The batting isn’t the only concern for the Australians, with Peter Siddle and Ben Hilfenhaus the main culprits of a struggling Australian attack. Since Siddle’s devastating spell of 6/54 in Brisbane three weeks ago, he has produced figures of 1/257 and despite bowling well at times, the figures don’t lie, highlighting a severe lack of wicket-taking ability. Hilfenhaus, without a 6-fa to hang his hat on this series, has produced figures of 1/237 since taking the wicket of Andrew Strauss with the third ball of his series in Adelaide. Similar to Siddle, despite bowling well at times, the ability to strike when needed most seems beyond him and serious doubts are lingering over his head for the upcoming Sydney Test Match in early 2011.

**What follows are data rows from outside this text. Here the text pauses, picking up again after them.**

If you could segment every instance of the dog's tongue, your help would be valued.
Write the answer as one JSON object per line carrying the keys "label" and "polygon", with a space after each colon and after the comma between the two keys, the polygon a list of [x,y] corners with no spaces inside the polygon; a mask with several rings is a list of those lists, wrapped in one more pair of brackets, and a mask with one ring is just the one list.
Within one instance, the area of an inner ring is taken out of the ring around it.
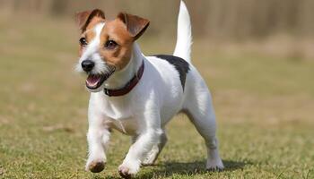
{"label": "dog's tongue", "polygon": [[90,74],[86,79],[86,84],[89,87],[96,87],[98,82],[100,81],[101,77],[100,75]]}

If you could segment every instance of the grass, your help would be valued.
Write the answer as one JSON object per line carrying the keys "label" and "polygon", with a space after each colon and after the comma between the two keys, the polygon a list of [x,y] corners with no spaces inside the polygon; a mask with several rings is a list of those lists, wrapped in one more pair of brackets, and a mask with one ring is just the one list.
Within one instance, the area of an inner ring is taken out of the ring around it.
{"label": "grass", "polygon": [[[118,178],[130,139],[113,132],[104,172],[83,170],[88,93],[73,69],[68,21],[0,18],[0,178]],[[143,51],[174,39],[144,36]],[[196,40],[193,62],[211,87],[226,169],[205,171],[205,148],[186,116],[167,127],[156,166],[137,178],[314,178],[314,61],[231,55]]]}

Steven Smith is the sixth concern for the Australian team and despite the youthful enthusiasm he brings to the team, the fact remains that he has yet to take a wicket in the series and has managed just 49 runs from his 3 innings. Marcus North, despite his poor run of form, managed exactly the same amount of runs from 3 innings however he also contributed with a wicket. With young batsmen like Usman Khawaja waiting in the wings, Smith needs to fire in the second innings in order to keep his spot because at the end of the day, when one asks himself who the best number six batsman in Australia is, the answer is unlikely to be Steve Smith.
The remaining five players, despite a poor day, are in relatively good form and have shown numerous moments of brilliance this summer. Watson, Hussey and Haddin are leading the batting attack, whilst Mitchell Johnson and Ryan Harris both found some much-needed form with the ball in Perth.
With the urn likely to remain in England’s possession for another few years, Sydney provides an opportunity for the ultra-conservative Australian selectors to blood some youth in what appears likely to be a dead-rubber. Ponting, given his captaincy, is likely to keep his spot, however the match is a perfect opportunity to omit Hughes, Clarke, Siddle and Hilfenhaus, and bring in youngsters such as Sean Marsh (414 runs at 59.14 this summer), Khawaja (611 runs at 61.10), Trent Copeland (25 wickets at 21.40), James Faulkner (19 wickets at 11.94) or Steve O’Keefe (16 wickets at 16.93).
Now, more than ever before, is the time where the Australian selectors need to pick young Australian cricketers based solely on age and Domestic form, not just reputation. There is simply no better experience for these youngsters to debut and perform in front of a sold-out Sydney crowd… I just hope the selectors don’t miss this opportunity.